GAA culture of resentful compliance must be confronted and changed

Respecting rules and opponents means standing up when others refuse to do same


Not since Alderman John Jinks of Sligo passed into political legend by failing to arrive in the Dáil for a crucial no-confidence vote in 1927 has an absentee from the northwest been at the centre of so much intrigue.

Donegal footballer Paddy McBrearty was also expected to be in Dublin, in his case last Thursday evening to give evidence at the hearing requested by Dublin defender Kevin O’Brien to contest charges of having bitten his opponent.

McBrearty didn’t withdraw his evidence but he declined to stand over it in person and in the circumstances that would clearly have been unfair on O’Brien. There remained a case to answer but it was doomed in the absence of the main witness.

It is understandable that GAA president Liam O’Neill was frustrated by the outcome when he made the following comments on Monday:

“We had allegations,” he said, “and our system worked the best it could. A case had to be built, that was done, a decision based on the evidence in front of the CCCC, and a penalty was recommended. We had no evidence provided on the game. People who had evidence didn’t show and that’s it. There’s nothing we can do about it. Our system has improved dramatically. Páraic Duffy put that on the record last week. It works when people co-operate with it and tell what happened – that didn’t happen in this case.

“The ideal thing would have been having set the wheels in motion that the process would have been seen through. I think there’s a certain level of disappointment with this case. It would have been better if they knew they weren’t going to see it out to the end.”

As one of the foremost campaigners for improved discipline within the games O’Neill probably isn’t that surprised by last week’s outcome, as it is completely consistent with the culture of resentful if not hostile compliance within the association.

He is correct that procedures have improved beyond recognition in the past 10 years but the willingness to take responsibility for the blight of indiscipline and foul play has not shown commensurate progress.

Eventually a sufficient head of steam built up before this year’s congress to facilitate the acceptance of the black card to punish cynical fouls. It is hoped that this will redress the balance of advantage away from those committing the infraction and in favour of those trying to play the ball.

The only way of influencing a problem culture is to penalise unacceptable practices and do so with sufficient severity to disadvantage the perpetrators.

This cuts both ways: from the perspective of the wronged as well as that of the regulators.
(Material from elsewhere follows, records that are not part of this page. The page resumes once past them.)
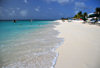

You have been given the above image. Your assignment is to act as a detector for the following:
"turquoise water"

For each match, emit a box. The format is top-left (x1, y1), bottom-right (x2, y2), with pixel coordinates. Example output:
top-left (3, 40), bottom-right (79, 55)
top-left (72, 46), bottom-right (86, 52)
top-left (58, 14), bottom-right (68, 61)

top-left (0, 21), bottom-right (62, 68)
top-left (0, 21), bottom-right (51, 41)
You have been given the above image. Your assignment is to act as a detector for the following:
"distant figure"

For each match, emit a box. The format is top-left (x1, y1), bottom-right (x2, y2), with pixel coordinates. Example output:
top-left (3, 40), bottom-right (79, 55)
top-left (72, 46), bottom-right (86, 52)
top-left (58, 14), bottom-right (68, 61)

top-left (14, 20), bottom-right (16, 23)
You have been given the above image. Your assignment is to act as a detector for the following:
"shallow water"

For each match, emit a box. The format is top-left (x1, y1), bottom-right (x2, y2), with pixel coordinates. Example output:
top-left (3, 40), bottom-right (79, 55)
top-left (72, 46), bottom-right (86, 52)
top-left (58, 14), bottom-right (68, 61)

top-left (0, 21), bottom-right (63, 68)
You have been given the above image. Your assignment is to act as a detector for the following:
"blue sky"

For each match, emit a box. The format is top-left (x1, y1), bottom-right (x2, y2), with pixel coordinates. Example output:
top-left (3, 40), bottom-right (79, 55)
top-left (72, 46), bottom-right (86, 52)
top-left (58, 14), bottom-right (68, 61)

top-left (0, 0), bottom-right (100, 19)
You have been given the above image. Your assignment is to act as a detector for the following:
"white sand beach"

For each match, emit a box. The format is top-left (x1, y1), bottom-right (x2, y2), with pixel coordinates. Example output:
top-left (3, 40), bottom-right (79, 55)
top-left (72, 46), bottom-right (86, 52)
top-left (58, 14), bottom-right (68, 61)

top-left (55, 20), bottom-right (100, 68)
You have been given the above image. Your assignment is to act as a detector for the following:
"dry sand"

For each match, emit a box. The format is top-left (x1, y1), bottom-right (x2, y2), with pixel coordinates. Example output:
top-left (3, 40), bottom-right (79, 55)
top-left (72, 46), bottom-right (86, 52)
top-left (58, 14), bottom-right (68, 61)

top-left (55, 20), bottom-right (100, 68)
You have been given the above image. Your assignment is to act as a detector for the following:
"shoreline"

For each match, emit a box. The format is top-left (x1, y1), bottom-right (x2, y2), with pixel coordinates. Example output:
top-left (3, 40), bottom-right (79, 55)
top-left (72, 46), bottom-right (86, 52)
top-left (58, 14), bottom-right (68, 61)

top-left (54, 20), bottom-right (100, 68)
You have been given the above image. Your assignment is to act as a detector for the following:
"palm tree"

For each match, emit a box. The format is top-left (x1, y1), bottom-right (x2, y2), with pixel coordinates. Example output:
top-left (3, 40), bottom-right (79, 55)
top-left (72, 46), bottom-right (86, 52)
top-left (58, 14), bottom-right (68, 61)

top-left (83, 12), bottom-right (88, 17)
top-left (96, 8), bottom-right (100, 14)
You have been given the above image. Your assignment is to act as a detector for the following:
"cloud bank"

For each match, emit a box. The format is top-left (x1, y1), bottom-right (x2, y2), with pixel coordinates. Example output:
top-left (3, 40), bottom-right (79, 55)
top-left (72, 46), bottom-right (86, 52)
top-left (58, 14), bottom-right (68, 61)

top-left (46, 0), bottom-right (73, 4)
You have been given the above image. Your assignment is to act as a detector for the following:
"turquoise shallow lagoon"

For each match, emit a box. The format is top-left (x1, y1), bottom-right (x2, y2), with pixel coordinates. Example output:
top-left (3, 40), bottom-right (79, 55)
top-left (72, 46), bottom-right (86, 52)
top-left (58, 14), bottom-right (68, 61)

top-left (0, 21), bottom-right (62, 68)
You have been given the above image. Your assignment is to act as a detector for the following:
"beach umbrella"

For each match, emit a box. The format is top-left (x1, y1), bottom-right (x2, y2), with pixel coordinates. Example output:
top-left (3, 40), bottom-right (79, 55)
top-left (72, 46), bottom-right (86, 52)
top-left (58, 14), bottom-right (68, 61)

top-left (88, 14), bottom-right (100, 18)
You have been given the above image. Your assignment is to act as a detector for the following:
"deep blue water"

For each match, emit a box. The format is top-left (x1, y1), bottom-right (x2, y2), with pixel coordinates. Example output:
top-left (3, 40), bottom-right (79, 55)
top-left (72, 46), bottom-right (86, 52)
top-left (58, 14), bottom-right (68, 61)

top-left (0, 21), bottom-right (51, 41)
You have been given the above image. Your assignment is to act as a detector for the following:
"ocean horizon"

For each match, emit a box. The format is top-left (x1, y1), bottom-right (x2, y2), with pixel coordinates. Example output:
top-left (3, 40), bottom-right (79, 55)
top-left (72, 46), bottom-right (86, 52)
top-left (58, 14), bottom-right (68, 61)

top-left (0, 21), bottom-right (63, 68)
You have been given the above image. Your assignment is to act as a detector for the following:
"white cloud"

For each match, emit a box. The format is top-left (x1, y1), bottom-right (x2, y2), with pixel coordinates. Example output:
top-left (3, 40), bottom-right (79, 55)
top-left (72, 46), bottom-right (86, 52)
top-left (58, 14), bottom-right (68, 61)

top-left (9, 10), bottom-right (15, 16)
top-left (46, 0), bottom-right (73, 4)
top-left (24, 0), bottom-right (28, 3)
top-left (16, 8), bottom-right (20, 10)
top-left (48, 8), bottom-right (52, 10)
top-left (75, 2), bottom-right (85, 7)
top-left (34, 7), bottom-right (40, 12)
top-left (20, 10), bottom-right (27, 17)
Misbehaviour should be punished in the appropriate fashion but it should also be acceptable for victims of misbehaviour to air their grievance.

It was known for a while in Donegal that McBrearty, still a young player for all his football prominence, was unsure about pursuing his complaint. That uncertainty was presumably influenced by cultural considerations and traditional disapproval for the role of the informer or the whistle blower, as well as apprehension at being seen to accuse another player.

But it was an embarrassment for Donegal, whose officials had driven the process and attended the hearing even in the absence of the star witness. It was also a set back for the principle of standing up against what you believe to be unacceptable.

This was a tough case for the GAA to take on. There was no video evidence and it involved investigation into whether or not the alleged infraction had taken place and then weighing up one party’s word against another’s.

For all the advantages of soccer and rugby in having so many of their top fixtures broadcast and the ready availability of video evidence, players in both sports have also exhibited a readiness to stand up for themselves.

As recently as a couple of weeks ago Leinster rugby captain Leo Cullen was prepared to criticise the failure to cite Paul O’Connell after the incident in Thomond Park. Last year’s controversy in the English Premiership surrounding the racial abuse of Patrice Evra by Luis Suarez ended in suspension because Evra was prepared to push the issue and publicly demand action.

Sometimes it does happen in Gaelic games. At last year’s Ulster club final Crossmaglen’s Aaron Cunningham was prepared to state on the record after the match that he had been racially abused by Kilcoo players. When unacceptable things happen on the field they should be protested and that extends to physical abuse.

There is a clear need to inculcate a citing culture within the GAA. It doesn’t need to be dramatic, just a brief word in private with both camps afterwards to check if everyone’s happy with what happened on the field. Such a mechanism would apply – initially at any rate – to senior inter-county fixtures where there is a greater likelihood of available video, which in turn makes them more important for setting headline examples.

The Central Competitions Control Committee can make the call on whether there is a case to answer, as they did in last week’s case but aggrieved parties have to stand up and be counted.

Another of O’Neill’s observations earlier this week is also worth repeating. “In general, if we are to have success with the Respect initiative people might discipline their own players where incidents that are not acceptable take place. If we could get to that level then we would be very happy at central level that our processes are working well.”

The obvious way to respect your opponents and match officials is to abide by the rules. Certainly that might sometimes involve insisting that your own players respect rules but equally validly it extends to protesting against a failure of opponents to do likewise.